Continuously indexed Gaussian fields (GFs) is the most important ingredient in spatial statistical modelling and geo-statistics. The specification through the covariance function gives an intuitive interpretation of its properties. On the computational side, GFs are hampered with the "big-n" problem, since the cost of factorising dense matrices is cubic in the dimension. Although the computational power today is all-time-high, this fact seems still to be a computational bottleneck in applications. Along with GFs, there is the class of Gaussian Markov random fields (GMRFs) which are discretely indexed. The Markov property makes the involved precision matrix sparse which enables the use of numerical algorithms for sparse matrices, that for fields in R^2 only use the square-root of the time required by general algorithms. The specification of a GMRF is through its full conditional distributions but its marginal properties are not transparent in such a parametrisation.

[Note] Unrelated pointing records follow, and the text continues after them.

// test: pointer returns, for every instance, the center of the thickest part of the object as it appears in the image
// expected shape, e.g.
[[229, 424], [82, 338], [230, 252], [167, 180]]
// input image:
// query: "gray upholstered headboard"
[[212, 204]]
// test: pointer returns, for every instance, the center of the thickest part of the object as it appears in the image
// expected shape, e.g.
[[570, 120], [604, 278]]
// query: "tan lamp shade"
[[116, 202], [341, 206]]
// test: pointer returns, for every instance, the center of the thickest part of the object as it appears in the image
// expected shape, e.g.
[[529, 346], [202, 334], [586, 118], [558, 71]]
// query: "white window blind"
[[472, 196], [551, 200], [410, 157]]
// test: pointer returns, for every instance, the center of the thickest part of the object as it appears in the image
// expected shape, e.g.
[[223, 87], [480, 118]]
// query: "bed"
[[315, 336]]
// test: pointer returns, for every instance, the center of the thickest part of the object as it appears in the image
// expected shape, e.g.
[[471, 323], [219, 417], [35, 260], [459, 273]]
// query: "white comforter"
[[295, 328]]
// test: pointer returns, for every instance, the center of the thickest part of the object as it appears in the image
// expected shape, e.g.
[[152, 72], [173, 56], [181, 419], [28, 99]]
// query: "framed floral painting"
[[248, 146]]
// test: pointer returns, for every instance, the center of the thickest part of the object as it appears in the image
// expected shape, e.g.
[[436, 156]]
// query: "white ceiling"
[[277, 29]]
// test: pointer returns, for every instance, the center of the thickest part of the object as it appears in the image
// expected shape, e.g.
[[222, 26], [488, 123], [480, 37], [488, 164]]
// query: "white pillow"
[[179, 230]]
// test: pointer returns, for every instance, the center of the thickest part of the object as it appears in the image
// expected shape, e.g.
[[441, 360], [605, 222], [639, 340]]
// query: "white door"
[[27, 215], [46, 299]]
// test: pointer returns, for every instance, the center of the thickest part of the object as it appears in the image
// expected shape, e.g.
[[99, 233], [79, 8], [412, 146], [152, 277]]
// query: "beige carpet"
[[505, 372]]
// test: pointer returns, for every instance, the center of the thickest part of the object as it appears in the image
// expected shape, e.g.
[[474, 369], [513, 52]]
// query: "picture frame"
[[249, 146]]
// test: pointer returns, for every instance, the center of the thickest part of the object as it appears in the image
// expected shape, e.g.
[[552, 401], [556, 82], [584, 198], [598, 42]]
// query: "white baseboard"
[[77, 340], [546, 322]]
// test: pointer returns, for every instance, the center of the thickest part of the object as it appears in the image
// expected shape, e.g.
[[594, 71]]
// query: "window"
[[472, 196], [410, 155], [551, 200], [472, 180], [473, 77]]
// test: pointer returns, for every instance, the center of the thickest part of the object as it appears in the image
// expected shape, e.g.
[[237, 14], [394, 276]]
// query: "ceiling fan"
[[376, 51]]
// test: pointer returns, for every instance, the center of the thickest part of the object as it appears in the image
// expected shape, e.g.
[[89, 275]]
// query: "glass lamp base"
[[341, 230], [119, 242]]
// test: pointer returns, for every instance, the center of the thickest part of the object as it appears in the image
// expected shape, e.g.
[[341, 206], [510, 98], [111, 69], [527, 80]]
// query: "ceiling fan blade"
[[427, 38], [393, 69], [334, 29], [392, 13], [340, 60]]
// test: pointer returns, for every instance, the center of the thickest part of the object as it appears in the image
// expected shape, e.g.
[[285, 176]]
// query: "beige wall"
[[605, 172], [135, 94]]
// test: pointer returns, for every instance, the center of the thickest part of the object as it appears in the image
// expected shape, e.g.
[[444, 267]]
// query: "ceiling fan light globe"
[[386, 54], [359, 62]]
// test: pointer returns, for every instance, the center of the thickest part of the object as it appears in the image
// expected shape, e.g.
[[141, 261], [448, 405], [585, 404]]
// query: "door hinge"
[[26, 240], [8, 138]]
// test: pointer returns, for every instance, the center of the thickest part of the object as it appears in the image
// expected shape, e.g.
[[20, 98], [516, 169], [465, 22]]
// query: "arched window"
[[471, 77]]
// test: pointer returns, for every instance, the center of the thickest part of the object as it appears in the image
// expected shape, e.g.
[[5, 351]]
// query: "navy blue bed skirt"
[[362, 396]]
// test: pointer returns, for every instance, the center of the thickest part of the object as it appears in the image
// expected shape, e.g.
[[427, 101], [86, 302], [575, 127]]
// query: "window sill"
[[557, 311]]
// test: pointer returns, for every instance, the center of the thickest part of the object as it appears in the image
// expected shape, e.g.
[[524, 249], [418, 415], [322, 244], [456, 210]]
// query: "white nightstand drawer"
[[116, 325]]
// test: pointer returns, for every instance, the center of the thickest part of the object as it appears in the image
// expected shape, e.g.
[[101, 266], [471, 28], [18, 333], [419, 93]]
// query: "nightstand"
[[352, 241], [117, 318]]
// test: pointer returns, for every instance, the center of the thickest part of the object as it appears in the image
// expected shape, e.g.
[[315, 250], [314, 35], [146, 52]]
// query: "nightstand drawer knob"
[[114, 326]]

In this paper, we show that using an approximate stochastic weak solution to (linear) stochastic partial differential equations (SPDEs), we can, for some GFs in the Matérn class, provide an

explicit link, for any triangulation of R^d, between GFs and GMRFs. The consequence is that we can take the best from the two worlds and do the modelling using GFs but do the computations using GMRFs. Perhaps more importantly, our approach generalises to other covariance functions generated by SPDEs, including oscillating and non-stationary GFs, as well as GFs on manifolds. We illustrate our approach by analysing global temperature data with a non-stationary model defined on a sphere.